Last week, Tyler Brule spoke at Nokia. One of the suggestions he made for societal trends to watch was that of an informal, ‘top-of-the-world’ cultural confederation forming; knitting Vladivostock, Sapporo, Vancouver, Rekyjavik, Helsinki and Beijing, and points between, somehow.
It seemed a bold claim, but I thought there might be something in it – already Helsinki Vantaa airport is a major stopover hub for flights between Europe and China / Japan.
Later the same week I read a story in the Economist [Subscription required, sorry] about one of the consquences of global warming being that the Northwest Passage would de-ice and become a viable route for shipping all year round.

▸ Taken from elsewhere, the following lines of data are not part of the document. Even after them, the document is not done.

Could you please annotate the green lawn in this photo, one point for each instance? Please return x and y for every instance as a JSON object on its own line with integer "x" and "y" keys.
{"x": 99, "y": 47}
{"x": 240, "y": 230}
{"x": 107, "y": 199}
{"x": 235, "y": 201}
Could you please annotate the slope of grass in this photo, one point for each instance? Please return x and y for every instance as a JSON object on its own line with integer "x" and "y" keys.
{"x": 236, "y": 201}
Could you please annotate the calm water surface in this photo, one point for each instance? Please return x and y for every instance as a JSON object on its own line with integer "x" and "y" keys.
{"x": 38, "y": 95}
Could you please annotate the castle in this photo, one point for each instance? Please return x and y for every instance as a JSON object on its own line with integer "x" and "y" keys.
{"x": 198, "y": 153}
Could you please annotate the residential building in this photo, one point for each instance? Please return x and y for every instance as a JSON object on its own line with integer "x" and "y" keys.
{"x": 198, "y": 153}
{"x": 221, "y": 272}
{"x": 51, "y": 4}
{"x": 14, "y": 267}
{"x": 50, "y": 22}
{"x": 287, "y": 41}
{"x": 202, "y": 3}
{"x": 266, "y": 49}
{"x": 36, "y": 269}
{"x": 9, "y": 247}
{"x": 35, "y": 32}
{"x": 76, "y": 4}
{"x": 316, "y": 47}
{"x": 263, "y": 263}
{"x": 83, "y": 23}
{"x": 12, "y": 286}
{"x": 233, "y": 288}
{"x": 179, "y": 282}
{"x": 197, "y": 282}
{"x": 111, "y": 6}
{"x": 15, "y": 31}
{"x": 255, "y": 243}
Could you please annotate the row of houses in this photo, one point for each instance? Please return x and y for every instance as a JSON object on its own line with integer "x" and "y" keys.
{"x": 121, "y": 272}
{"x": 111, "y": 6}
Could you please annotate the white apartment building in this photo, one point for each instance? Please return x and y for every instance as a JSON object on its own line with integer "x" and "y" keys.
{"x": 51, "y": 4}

Such a route would shave something like 4000 kilometres off the existing Panama Canal route between Europe and Asia. The story left me a little dumbstruck, as for one thing, it pictured global warming not as catastrophy (which it undoubtedly will lead to many of) but as a matter-of-fact that will reconfigure human geographies, commerce and culture.
Trade routes, until the advent of telecommunications, had enormous influence on culture. In the age of the internet, would a top-of-the-world commerce result in a top-of-the-world cultural continuum as suggested by Tyler Brule?
Global warming as terraforming practice run, then?
I’m particularly excited about this, because trade routes brings immigration, and culture. Pre-Internet, trade routes were the quickest way to move food, goods, language and ideas from one continent to another. I still think that physical movement accelerates cultural collaboration, even in this everything everywhere time. Bring on the reindeer donburi and the poutine!
Speaking for Vancouver, we’d be in (though, note: Vancouver is south of London).